August Karl Joseph Corda (born October 22, 1809 in Reichenberg , Bohemia , † September 1849 in the Atlantic Ocean , sank on the return from a research trip with the ship Viktoria ) was an Austrian botanist . Its official botanical author abbreviation is " Corda ".

Live and act

Corda already enjoyed studying natural history as a trainee in Prague. Alexander von Humboldt moved to Berlin as a result of his Monographia Rhizospermarum et Hepaticarum (Volume 1, Prague 1829) , where he dealt with botanical, especially microscopic, examinations and was appointed curator of the zoological department of the National Museum in Prague in 1834 . In 1835 he was elected a member of the Leopoldina .

In 1847 he went on a research trip to Texas . He was killed at sea on his return voyage in September 1849.

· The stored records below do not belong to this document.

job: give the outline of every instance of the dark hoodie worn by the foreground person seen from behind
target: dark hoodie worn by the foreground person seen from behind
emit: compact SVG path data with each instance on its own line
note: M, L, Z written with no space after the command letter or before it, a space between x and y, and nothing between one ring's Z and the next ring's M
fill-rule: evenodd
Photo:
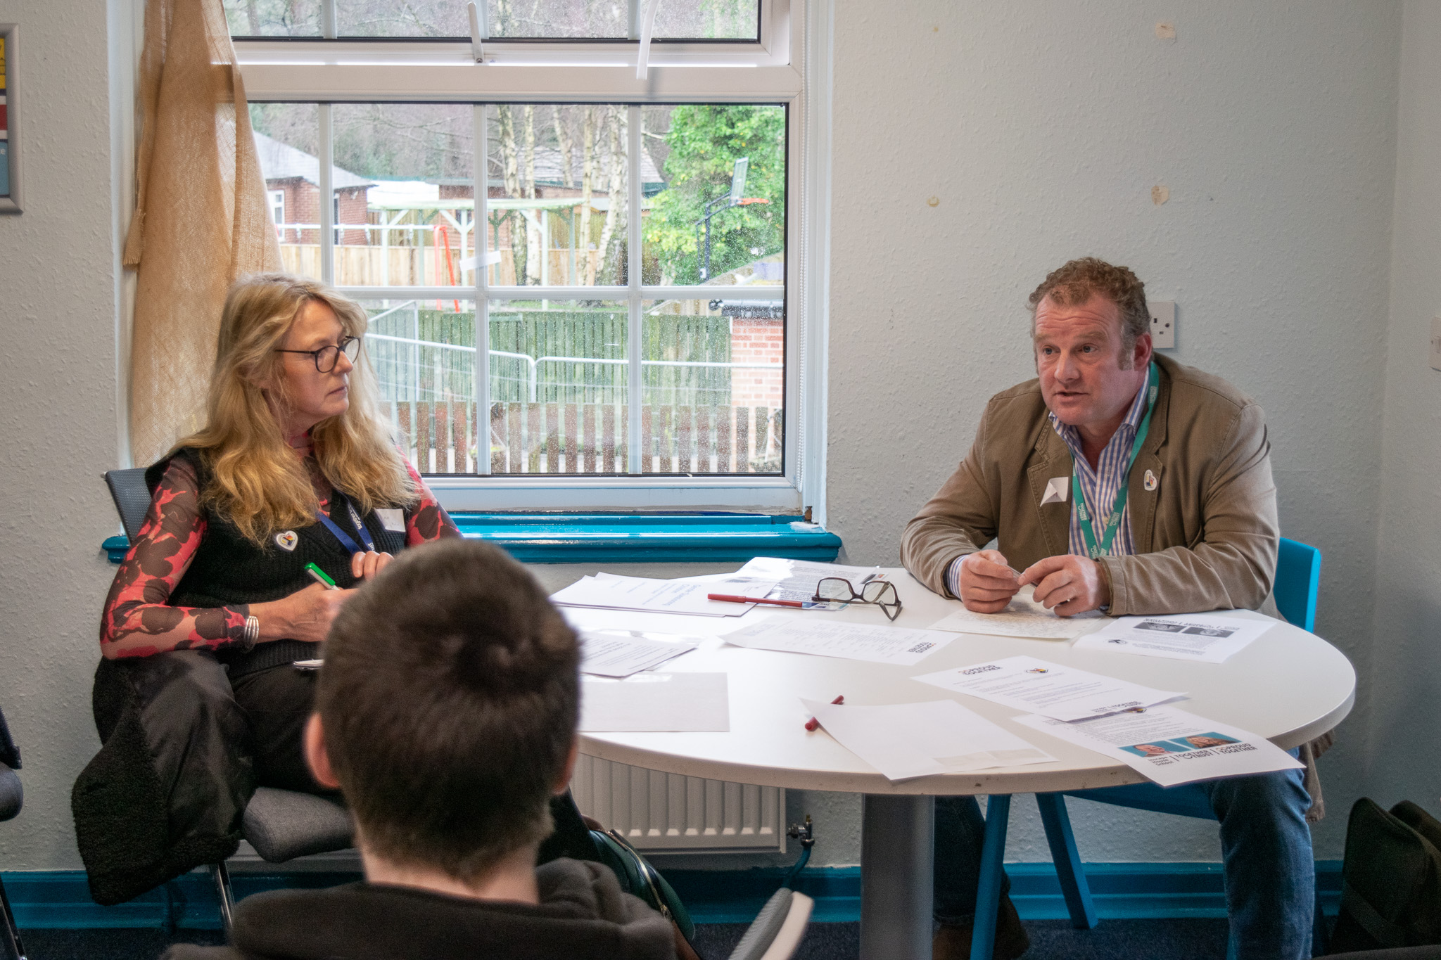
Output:
M536 879L537 907L372 884L256 894L235 911L235 946L163 960L674 960L670 921L608 868L558 859Z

Corda was one of the first botanists to study fossil plants more closely in relation to their anatomical structure. He published magnificent works with excellent illustrations and extremely important for the customers of the cryptogams:

  • Icones fungorum hucusque cognitorum (Prague 1837–1854, 6 vols.) And
  • Magnificent flora of European mold formations (Leipzig 1839; French, that. 1840).

He also wrote:

  • Contributions to the flora of the prehistoric world (Prague 1845) and
  • Guide to the Study of Mycology (Prague 1842)

He also worked on the sponges and mushrooms for Johann Wilhelm Sturms Germany's flora as well as the sketches for the comparative anatomy of pre- and present-world plant trunks in the 2nd volume of the flora of the pre-world by Kaspar Maria von Sternberg (1838).